By DAVID DRANOVE and CRAIG GARTHWAITE
Barring a Republican landslide in 2016, it looks like the Affordable Care Act (ACA) is here to stay. By and large, we think that is a good thing. While there are many things in the ACA that we would like to see changed, the law has provided needed coverage for millions of Americans that found themselves (for a variety of reasons) shut out of the health insurance market.
That being said, since its passage the ACA has evolved and the rule makers in CMS continue to tinker around the edges. We are especially encouraged by CMS’ willingness to relax some of the restrictions on insurance design, but remain concerned about some of the rules governing employers and the definition of what is “insurance.” In the next few blogs we will examine some of the best, and worst, of the ongoing ACA saga.
We start with one of CMS’s best moves—encouraging reference pricing. The term reference pricing was first used in conjunction with European central government pricing of pharmaceuticals. Germany and other countries place drugs into therapeutic categories (such as statins or antipsychotics) and announce a “reference price” which insurers (either public or, in Germany, quasi-public) that insurers will reimburse for the drug. Patients may purchase more expensive drugs, but they were financially responsible for all costs above the references price. Research shows that reference pricing helps reduce drug spending both by encouraging price reductions (towards the reference price) and reducing purchases of higher priced drugs within a reference category. Other research has found suggestive evidence of similar results for reference pricing for medical services.
While the ACA does little to govern pricing in the pharma market, the concept of reference pricing can and should be extended other medical products and services. In particular, insurers can establish reference prices for bundled episodes of illness such as joint replacement surgery. Under the original ACA rules set forth by CMS, insurers were free to establish a fixed price for bundled episodes.
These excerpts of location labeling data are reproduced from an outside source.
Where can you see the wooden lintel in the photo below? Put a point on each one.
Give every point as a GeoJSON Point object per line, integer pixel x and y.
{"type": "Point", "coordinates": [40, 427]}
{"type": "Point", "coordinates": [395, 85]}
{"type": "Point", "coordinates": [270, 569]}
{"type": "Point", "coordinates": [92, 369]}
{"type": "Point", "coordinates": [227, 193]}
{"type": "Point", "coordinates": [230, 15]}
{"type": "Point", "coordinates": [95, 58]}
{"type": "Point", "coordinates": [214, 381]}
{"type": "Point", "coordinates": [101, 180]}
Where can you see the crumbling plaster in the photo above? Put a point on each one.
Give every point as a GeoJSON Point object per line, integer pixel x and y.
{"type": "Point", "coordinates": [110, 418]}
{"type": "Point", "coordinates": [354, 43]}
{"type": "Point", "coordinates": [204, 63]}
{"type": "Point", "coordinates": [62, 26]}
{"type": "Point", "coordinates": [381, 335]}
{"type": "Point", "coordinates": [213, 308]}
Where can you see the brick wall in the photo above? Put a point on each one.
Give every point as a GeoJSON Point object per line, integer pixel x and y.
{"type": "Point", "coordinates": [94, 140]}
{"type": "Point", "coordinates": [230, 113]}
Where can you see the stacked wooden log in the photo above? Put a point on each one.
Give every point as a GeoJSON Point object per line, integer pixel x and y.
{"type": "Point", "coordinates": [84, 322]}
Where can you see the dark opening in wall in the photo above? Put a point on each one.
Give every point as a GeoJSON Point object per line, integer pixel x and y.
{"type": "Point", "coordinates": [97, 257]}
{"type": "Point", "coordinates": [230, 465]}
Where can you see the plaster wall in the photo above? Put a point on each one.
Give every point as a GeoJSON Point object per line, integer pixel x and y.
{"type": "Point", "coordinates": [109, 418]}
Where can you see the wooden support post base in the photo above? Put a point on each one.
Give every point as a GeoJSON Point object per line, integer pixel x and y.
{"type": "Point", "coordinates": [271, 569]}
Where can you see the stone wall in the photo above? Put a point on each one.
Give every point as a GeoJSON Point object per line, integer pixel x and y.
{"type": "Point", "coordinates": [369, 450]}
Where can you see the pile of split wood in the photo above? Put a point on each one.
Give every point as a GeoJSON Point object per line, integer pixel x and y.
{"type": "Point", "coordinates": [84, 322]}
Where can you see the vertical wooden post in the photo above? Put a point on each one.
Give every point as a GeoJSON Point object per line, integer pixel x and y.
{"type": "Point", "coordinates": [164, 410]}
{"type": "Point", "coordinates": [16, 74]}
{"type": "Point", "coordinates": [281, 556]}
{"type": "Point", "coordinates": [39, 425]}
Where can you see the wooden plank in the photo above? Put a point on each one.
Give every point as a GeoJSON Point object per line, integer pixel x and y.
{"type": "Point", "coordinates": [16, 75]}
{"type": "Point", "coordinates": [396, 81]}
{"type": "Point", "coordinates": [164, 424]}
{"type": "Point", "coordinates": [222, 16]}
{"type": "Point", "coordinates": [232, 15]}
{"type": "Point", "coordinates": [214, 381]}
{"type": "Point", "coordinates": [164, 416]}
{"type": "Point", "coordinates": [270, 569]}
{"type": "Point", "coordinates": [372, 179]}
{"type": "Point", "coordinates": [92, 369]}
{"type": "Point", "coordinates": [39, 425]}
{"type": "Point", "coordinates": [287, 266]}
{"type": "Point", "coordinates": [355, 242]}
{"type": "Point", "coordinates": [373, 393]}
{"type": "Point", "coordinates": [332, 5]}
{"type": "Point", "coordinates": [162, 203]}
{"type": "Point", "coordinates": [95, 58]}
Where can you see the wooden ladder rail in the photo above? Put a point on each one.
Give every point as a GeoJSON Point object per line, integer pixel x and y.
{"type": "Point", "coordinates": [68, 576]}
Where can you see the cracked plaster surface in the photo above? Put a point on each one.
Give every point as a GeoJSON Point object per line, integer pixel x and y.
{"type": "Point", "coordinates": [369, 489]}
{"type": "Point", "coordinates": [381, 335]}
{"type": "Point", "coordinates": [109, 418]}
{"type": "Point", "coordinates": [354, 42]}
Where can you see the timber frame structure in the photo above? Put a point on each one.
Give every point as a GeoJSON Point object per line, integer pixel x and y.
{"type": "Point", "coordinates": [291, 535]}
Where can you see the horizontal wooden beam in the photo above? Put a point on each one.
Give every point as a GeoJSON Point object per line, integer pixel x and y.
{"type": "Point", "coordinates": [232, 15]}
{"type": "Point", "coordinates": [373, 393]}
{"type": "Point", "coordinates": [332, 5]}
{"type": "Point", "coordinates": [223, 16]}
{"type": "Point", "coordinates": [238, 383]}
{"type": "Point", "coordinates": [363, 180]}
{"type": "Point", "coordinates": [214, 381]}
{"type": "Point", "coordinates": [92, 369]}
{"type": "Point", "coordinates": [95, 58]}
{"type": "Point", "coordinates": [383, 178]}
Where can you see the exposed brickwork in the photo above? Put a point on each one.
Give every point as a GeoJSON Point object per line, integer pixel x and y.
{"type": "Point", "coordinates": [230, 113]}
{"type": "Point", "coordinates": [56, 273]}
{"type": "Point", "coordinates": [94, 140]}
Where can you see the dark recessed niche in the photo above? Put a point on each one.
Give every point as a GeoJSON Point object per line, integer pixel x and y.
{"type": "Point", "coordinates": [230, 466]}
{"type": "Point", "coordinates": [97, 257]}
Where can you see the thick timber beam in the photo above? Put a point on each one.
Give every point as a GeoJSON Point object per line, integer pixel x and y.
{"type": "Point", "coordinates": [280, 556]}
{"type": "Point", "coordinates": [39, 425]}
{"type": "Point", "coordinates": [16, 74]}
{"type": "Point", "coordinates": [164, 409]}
They could even require enrollees to pay the full difference between the provider’s price and the reference price. But there was a catch. It wasn’t clear if any spending above the reference price would count to the enrollees by enrollees out of pocket limits (currently $6,600 for individual plans and $13,200 for family plans). Obviously, allowing the out of pocket limit to bind on reference pricing would limit the effectiveness of this cost control measure.